The Chronicle-Tribune is staying on the story of how unelected and unaccountable agencies are spending public money by the hundreds of thousands of dollars in Grant County and by the millions across the state.

Monday, the Indiana Public Access Counselor reported there was not enough evidence to find that the Grant County Economic Growth Council falls under the Indiana Open Door Act and the Access the Indiana Public Records Law. The finding is based on two issues that were actually beyond the scope of the counselor’s office to make a judgment.

The biggest issue deals with the State Board of Accounts. The agency did not conduct an audit of the Growth Council and has not since 2007. That there is no audit is part of the problem, because no outside group provides an audit of the growth Council, which automatically receives a portion of local income taxes each year.

Indiana law provides that if the board of accounts determines not to audit an organization then the organization is not a public agency subject to the laws of transparency for Indiana government. Given that, we understand there wasn’t much else the counselor could determine other than the laws did not apply.

But the Chronicle-Tribune maintains there is a serious problem with the information submitted to the State Board of Accounts.

For the last three years, the Growth Council has filed an entity annual report, or E-1 form, with the State Board of Accounts. In 2011, it reported that it received $506,000 in government funds. The Growth Council told the State Board of Accounts that only 38 percent of its total expenses came from government sources and the state granted a waiver for a public audit because the amount of public money it claimed to have spent was less than 50 percent of total expenditures. The decision to audit is not based on public money collected but on how much of it is spent.

But the public money the council receives is mingled with private money — so much so that Growth Council Executive Director Tim Eckerle says all the money goes into one pot.

So our question remains, without separate accounts, how does he tell the State Board of Accounts what is public money or private money?

“To the extent you take issue with the (State Board of Accounts’) determination,” Joe Hoage, public access counselor wrote in his opinion, “the proper redress would be with the SBOA and not the Public Access Counselor’s Office.”

Fair enough. That is where we will go next.
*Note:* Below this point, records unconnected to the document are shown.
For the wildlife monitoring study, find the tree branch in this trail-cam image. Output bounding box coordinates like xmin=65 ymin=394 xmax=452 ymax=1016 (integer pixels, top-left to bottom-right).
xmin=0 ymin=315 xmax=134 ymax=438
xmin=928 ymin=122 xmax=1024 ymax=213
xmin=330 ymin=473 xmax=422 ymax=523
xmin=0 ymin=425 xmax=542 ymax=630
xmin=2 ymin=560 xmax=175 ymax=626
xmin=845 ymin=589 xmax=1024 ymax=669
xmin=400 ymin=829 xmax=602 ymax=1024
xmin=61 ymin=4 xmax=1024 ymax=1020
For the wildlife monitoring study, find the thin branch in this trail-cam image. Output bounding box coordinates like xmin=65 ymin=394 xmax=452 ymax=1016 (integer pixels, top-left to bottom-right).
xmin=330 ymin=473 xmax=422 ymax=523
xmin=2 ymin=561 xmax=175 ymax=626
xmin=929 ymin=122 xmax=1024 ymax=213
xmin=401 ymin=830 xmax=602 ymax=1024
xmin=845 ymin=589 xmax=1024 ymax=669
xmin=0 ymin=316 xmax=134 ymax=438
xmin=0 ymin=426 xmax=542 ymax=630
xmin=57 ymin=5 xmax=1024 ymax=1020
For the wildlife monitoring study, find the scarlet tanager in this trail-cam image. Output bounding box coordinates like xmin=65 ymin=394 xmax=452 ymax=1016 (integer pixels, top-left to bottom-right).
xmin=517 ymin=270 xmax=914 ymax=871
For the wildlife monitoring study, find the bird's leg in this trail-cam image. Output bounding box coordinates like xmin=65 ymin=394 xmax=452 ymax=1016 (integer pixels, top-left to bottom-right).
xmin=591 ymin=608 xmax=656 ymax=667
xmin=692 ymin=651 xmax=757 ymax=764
The other issue deals with contracts called fee-for-service agreements. It is basically a contract that says that an organization receiving money from the government will do certain things in return. Such an agreement would tend to show that the Growth Council is a private contractor rather than a public agency. The Growth Council says it has such a contract approved five years ago by the Grant County Council that remains in force. The Growth Council, however, has not provided the Chronicle-Tribune with a copy of such an agreement. The Growth Council, while asserting its existence, did not provide a copy to the public access counselor.

The Chronicle-Tribune has spent hours searching the records of the County Council, the County Recorder and the County Commissioners and we have not found a record of the contract.

We will make a formal request to county officials that a copy of the contract be made available to the public under state law.

Finally, the ruling, while it was not what we had hoped, makes the path clear in the work for better and more responsible local government. Loopholes in the laws must be changed so that private agencies are accountable for public dollars. We need to know how the Growth Council spends the money it takes from local taxes. No group of people, however well intentioned, is entitled to do with your money whatever it chooses and keep it a secret.

Regardless of the legal technicalities, we expect our elected leaders at the local and state level to take action and clear up a fairly simple matter of right and wrong.